Communities in Collier County gathered ahead of announced immigration roundups by federal agents nationwide.

The conditions in detention centers prompted protest across the country Friday night.

Many people stress those being taken to facilities like the Homestead detention center are human and going through trauma they will never forget.

“They contribute to the community in more ways than just getting the work done,” said. “They pay Social Security. Their children go to school here. Many of their children have grown up here.”

ICE agents are set to raid nine cities in the country.

“What is happening at these detention facilities; no, they are not nice places,” said Cyndy Nayer, who is working with the ACLU against federal action. “No, they are not better than anything else people have seen because the lasting affects will cause ripples for years to come.”

Fritz Roka, director of agribusiness at Florida Gulf Coast University, said the people being targeted help put food on tables for all.
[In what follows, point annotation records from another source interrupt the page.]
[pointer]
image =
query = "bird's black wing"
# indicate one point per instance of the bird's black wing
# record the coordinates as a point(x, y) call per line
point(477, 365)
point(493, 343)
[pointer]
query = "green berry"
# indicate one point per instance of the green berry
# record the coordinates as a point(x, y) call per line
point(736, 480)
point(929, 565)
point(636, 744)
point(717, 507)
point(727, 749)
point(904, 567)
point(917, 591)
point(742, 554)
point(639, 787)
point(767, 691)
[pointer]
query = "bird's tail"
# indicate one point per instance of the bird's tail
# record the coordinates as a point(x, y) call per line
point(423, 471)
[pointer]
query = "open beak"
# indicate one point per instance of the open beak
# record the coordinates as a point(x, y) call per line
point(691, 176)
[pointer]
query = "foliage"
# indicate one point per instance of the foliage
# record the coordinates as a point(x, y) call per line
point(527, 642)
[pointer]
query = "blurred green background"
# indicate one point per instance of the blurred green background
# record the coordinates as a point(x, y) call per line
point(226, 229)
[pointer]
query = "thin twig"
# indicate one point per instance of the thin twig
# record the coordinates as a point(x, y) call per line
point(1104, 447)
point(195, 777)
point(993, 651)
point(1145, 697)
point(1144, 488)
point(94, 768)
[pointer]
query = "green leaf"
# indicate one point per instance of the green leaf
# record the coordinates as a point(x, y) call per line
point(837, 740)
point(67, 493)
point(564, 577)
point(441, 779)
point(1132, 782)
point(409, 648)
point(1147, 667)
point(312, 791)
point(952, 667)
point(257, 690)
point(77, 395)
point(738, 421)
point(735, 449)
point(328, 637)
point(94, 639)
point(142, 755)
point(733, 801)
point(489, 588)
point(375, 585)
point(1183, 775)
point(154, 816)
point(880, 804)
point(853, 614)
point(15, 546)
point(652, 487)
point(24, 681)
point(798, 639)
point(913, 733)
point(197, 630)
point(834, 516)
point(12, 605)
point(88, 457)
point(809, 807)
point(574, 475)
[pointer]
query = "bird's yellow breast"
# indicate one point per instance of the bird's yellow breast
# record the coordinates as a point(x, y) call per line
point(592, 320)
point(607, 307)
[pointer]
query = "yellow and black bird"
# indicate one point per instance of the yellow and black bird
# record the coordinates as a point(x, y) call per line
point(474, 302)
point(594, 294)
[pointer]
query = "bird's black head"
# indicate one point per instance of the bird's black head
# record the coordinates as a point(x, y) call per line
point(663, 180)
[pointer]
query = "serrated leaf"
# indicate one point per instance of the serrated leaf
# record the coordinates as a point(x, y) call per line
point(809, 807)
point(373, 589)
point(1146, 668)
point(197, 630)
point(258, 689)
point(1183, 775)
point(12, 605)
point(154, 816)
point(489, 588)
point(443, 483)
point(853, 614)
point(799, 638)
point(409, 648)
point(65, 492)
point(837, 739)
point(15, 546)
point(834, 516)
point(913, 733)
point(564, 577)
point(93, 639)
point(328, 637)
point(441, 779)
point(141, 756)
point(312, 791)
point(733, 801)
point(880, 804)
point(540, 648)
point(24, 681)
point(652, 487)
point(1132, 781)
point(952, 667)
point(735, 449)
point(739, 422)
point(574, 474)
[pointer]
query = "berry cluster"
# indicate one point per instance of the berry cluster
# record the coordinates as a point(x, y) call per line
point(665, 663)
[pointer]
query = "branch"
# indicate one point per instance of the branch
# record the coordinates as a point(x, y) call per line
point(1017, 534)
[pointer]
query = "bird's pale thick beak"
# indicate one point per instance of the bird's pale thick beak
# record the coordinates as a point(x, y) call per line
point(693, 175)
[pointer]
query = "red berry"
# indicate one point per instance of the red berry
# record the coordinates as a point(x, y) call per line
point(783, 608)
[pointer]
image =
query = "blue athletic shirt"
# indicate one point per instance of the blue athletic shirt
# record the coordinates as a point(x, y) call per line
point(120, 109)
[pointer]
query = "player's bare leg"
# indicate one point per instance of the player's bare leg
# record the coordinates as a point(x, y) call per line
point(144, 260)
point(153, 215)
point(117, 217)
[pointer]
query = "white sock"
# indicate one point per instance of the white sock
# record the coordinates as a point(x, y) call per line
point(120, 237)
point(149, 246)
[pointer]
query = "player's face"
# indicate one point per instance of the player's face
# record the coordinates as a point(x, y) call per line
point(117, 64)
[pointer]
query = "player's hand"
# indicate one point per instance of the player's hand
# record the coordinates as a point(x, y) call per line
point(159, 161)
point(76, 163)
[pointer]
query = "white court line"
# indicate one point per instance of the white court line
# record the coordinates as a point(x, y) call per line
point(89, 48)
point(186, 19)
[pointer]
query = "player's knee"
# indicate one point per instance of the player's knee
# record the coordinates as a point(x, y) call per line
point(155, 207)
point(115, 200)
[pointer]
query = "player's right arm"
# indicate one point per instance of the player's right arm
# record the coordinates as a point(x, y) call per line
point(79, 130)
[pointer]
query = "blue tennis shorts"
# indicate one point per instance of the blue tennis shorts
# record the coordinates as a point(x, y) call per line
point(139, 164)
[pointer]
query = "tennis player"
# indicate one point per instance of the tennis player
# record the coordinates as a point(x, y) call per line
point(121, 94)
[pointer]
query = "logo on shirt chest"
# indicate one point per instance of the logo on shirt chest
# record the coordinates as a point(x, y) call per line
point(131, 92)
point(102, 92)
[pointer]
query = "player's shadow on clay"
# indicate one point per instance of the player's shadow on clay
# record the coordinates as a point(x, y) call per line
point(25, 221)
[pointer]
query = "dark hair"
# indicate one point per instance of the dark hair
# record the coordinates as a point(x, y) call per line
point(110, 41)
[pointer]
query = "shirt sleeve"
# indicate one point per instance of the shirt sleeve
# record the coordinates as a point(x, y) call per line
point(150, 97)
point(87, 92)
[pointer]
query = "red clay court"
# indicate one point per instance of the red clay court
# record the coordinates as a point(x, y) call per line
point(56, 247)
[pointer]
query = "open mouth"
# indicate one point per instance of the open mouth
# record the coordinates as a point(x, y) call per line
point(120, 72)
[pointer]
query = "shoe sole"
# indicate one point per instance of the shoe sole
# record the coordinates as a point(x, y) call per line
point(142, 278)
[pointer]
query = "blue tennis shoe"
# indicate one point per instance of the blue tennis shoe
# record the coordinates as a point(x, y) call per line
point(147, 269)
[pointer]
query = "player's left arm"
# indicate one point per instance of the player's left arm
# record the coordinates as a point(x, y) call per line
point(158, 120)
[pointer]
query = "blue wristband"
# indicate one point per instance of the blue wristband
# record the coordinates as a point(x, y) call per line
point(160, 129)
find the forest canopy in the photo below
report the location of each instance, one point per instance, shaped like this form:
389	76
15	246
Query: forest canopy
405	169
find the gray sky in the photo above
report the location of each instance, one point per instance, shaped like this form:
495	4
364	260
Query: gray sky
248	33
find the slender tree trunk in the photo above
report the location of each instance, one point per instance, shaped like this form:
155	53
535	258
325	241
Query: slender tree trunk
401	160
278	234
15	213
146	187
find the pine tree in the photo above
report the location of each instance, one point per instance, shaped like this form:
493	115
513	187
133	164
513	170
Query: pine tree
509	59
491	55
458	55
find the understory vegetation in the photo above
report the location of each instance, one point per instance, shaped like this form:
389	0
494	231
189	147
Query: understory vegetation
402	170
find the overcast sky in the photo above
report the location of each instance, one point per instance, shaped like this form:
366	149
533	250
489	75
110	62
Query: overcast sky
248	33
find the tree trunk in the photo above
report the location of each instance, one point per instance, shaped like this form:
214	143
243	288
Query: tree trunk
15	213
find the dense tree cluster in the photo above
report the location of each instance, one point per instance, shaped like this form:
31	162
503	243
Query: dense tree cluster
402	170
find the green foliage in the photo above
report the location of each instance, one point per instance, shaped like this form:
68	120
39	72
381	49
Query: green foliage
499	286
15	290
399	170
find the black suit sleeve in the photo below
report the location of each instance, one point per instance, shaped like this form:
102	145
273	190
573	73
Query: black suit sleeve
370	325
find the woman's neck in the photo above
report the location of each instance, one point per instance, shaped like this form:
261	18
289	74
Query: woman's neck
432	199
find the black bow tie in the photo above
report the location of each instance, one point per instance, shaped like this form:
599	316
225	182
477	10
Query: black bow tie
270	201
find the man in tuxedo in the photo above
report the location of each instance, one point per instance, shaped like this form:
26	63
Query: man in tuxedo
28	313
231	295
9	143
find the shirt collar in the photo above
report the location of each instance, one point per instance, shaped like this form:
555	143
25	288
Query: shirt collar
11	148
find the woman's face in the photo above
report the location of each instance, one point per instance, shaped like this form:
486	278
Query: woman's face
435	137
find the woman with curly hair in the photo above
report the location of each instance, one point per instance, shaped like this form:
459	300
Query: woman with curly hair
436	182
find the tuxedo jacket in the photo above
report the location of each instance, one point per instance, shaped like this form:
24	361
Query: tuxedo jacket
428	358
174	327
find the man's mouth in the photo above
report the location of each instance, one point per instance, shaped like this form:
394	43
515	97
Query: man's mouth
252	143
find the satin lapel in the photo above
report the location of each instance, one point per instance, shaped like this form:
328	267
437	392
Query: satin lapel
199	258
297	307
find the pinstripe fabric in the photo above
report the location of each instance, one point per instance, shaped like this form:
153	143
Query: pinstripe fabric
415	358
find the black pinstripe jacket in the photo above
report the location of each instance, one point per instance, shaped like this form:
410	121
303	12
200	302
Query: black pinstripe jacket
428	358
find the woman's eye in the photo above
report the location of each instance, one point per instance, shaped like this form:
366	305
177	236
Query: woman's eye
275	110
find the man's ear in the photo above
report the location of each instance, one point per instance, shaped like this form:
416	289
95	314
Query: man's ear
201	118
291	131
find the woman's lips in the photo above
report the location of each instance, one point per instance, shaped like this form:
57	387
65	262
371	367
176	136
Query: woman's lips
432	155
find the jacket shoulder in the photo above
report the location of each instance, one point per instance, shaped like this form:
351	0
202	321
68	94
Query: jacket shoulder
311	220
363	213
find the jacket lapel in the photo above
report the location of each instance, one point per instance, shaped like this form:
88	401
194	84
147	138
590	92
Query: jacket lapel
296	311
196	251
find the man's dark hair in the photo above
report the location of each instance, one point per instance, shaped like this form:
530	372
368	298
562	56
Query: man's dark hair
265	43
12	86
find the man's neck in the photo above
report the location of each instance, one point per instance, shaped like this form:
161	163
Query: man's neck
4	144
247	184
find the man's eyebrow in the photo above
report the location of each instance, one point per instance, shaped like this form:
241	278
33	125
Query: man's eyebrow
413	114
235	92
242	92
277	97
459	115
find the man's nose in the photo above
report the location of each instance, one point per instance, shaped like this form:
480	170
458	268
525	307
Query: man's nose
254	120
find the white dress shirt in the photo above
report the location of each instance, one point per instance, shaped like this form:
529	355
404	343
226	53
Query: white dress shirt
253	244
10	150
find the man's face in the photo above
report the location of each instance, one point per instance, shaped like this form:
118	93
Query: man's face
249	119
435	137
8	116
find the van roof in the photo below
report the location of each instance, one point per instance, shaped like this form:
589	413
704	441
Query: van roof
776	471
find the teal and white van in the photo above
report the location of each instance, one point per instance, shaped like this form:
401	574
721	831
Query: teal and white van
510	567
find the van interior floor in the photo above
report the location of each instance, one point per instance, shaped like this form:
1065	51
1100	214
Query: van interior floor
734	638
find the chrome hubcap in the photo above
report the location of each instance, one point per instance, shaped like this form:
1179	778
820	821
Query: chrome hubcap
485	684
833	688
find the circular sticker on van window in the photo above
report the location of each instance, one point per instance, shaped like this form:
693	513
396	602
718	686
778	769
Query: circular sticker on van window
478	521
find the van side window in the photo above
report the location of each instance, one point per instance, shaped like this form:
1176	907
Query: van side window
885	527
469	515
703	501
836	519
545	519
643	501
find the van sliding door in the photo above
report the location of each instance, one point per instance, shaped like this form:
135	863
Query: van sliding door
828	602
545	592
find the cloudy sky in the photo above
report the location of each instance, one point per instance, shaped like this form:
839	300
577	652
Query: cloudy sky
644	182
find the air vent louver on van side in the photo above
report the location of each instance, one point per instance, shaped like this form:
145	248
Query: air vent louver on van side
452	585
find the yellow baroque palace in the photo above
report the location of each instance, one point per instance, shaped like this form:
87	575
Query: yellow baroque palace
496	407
“It’s roughly a $1 billion industry,” Roka said. “Just the value of products coming out the farms 80% of that is from fruits and vegetables. Again, all picked by human hands”  

But Christine Inzerillo said migrants should come here legally. And if they don’t, this is the reality they face.

“I definitely feel more comfortable that that those who aren’t supposed to be doing what they’re doing and that people are taking care of it,” Inzerillo said. 

The Trump administration said the raids are warning to keep families from approaching the U.S. southern border with Mexico.